In rmetaverse/metaverse: Workflows for evidence synthesis projects

The R package ecosystem contains a huge number of resources for systematic reviews and meta-analyses. The metaverse package imports a set of these packages, selected to cover as many stages of the systematic review workflow as possible. Future versions of metaverse will aim to fill gaps in this workflow via new packages.

Data import & deduplication
Search optimisation
Article screening
Extracting data from figures
Risk-of-bias assessment
Meta-analysis
Citing metaverse

Data import & deduplication using `synthesisr`

The default way to import bibliographic information using synthesisr is to use read_refs. This function can simultaneously import multiple files in different formats, then merge them together.

file_names <- c(
  system.file("extdata", "scopus.ris", package = "synthesisr"),
  system.file("extdata", "zoorec.txt", package = "synthesisr"))
data <- synthesisr::read_refs(file_names)

These data are from a search on the effects of prescribed burning on abundance of red-cockaded woodpeckers (Picoides borealis) using two common academic resources: Scopus and Web of Science.
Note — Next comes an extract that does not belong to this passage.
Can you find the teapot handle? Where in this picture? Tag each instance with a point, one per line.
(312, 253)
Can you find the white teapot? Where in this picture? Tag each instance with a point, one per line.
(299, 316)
We ran our searches on April 10, 2019 with no date restrictions. We searched Scopus (1970-2019) and five databases in Web of Science: the Web of Science Core Collection (1900-2019), BIOSIS Previews (1926-2019), Current Contents Connect (1998-2019), MEDLINE (1950-2019), and Zoological Record (1945-2019). Our search string was:

TS=(("picoides borealis" OR "red-cockaded woodpecker*" OR "red cockaded woodpecker" OR "leuconotopicus borealis" OR woodpecker) AND ("prescribed burn*" OR "prescribed fire*" OR fire* OR wildfire* OR burn*) AND (abundan* OR presen* OR occup* OR occur* OR (popul* NEAR/2 (densit* OR size))))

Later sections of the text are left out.